Le 17 mai 2024, le Comité des ministres du Conseil de l’Europe a adopté le texte de la Convention-cadre sur l’intelligence artificielle, droits de l’homme, à la démocratie et à l’État de droit (la Convention-cadre). Au sein de l’UE le 13 mars 2024, le Parlement européen a approuvé le texte du règlement sur l’intelligence artificielle (le Règlement). Le Règlement sur l’IA s’applique aux 27 États membres de l’UE. Par contre, la Convention-cadre sera le premier traité international juridiquement contraignant sur l’IA dans le monde. Elle s’appliquera non seulement aux 46 États membres du Conseil de l’Europe, mais sera également ouverte à la ratification par d’autres États dans le monde entier.
Champ d’application des deux cadres
Le Règlement sur l’IA vise à réguler la mise sur le marché, la mise en service et l’utilisation des systèmes d’IA sur le territoire de l’Union. Ce Règlement a également pour objectif d’interdire les IA qui présentent des risques inacceptables. Le Règlement s’applique directement aux fournisseurs et déployeurs de systèmes d’IA qui souhaitent mettre leurs systèmes sur le marché de l’UE ou dont les systèmes d’IA génèrent des résultats utilisés dans l’Union.
Quant à la Convention-cadre, elle exige que les États adoptent ou gardent en vigueur les mesures législatives et administratives pour donner effet aux dispositions prévues. La Convention-cadre précise que ces mesures doivent être adaptées à la gravité et à la probabilité des effets négatifs potentiels tout au long du cycle de vie des systèmes d’intelligence artificielle.

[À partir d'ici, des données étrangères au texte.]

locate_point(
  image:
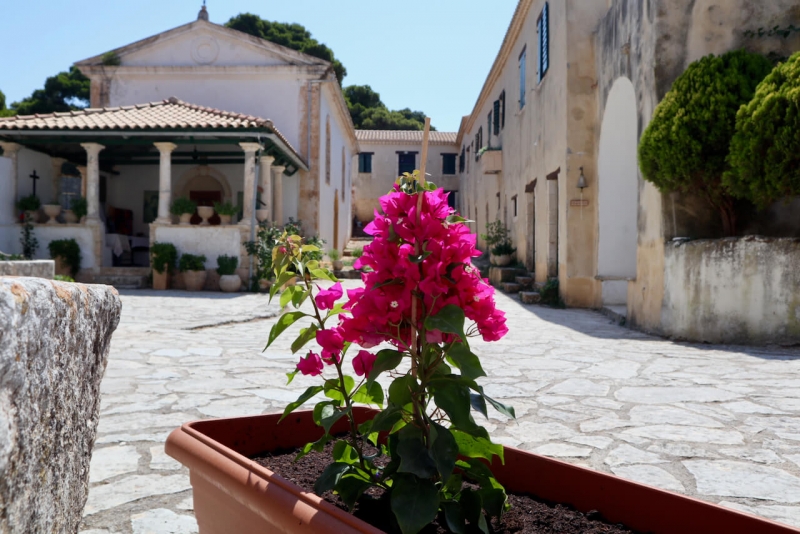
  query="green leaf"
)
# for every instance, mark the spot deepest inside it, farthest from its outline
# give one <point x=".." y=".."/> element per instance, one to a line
<point x="475" y="447"/>
<point x="306" y="335"/>
<point x="449" y="320"/>
<point x="369" y="394"/>
<point x="286" y="320"/>
<point x="307" y="394"/>
<point x="385" y="360"/>
<point x="460" y="356"/>
<point x="330" y="477"/>
<point x="444" y="450"/>
<point x="415" y="502"/>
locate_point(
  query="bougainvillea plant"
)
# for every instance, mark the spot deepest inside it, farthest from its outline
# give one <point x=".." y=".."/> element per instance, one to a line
<point x="423" y="300"/>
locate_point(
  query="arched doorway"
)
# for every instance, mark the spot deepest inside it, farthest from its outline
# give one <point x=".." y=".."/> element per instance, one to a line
<point x="618" y="195"/>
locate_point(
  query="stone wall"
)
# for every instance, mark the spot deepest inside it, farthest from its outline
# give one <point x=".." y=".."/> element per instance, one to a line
<point x="735" y="290"/>
<point x="54" y="342"/>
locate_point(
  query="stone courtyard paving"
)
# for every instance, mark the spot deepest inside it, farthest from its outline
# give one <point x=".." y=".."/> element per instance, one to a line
<point x="719" y="423"/>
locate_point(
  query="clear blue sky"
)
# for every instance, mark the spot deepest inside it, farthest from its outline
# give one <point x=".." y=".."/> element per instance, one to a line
<point x="429" y="55"/>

Ainsi, alors que le Règlement s’applique directement aux entreprises privées visant le marché de l’UE, la Convention-cadre s’applique par le biais de mesures prises par les États signataires pour garantir que les systèmes d’intelligence artificielle sont conformes aux droits de l’homme, à la démocratie et à l’État de droit.
Quelques aspects problématiques de la réalisation des cadres
L’un des sujets principaux des débats sur le Règlement a été l’identification biométrique. L’article 5 du Règlement interdit, entre autres, l’identification biométrique à distance en temps réel « dans des espaces accessibles au public à des fins répressives, sauf si dans la mesure où cette utilisation est strictement nécessaire eu égards à l’un des » trois objectifs suivants : la recherche de personnes disparues et de victimes d’exploitation sexuelle ; la prévention d’une menace imminente (attentat terroriste) ; et la localisation ou l’identification d’une personne soupçonnée d’avoir commis un crime. Une autorisation préalable doit être obtenue auprès d’une autorité judiciaire ou administrative indépendante dont la décision est contraignante. Toutefois, en cas d’urgence, le système peut être utilisé sans autorisation.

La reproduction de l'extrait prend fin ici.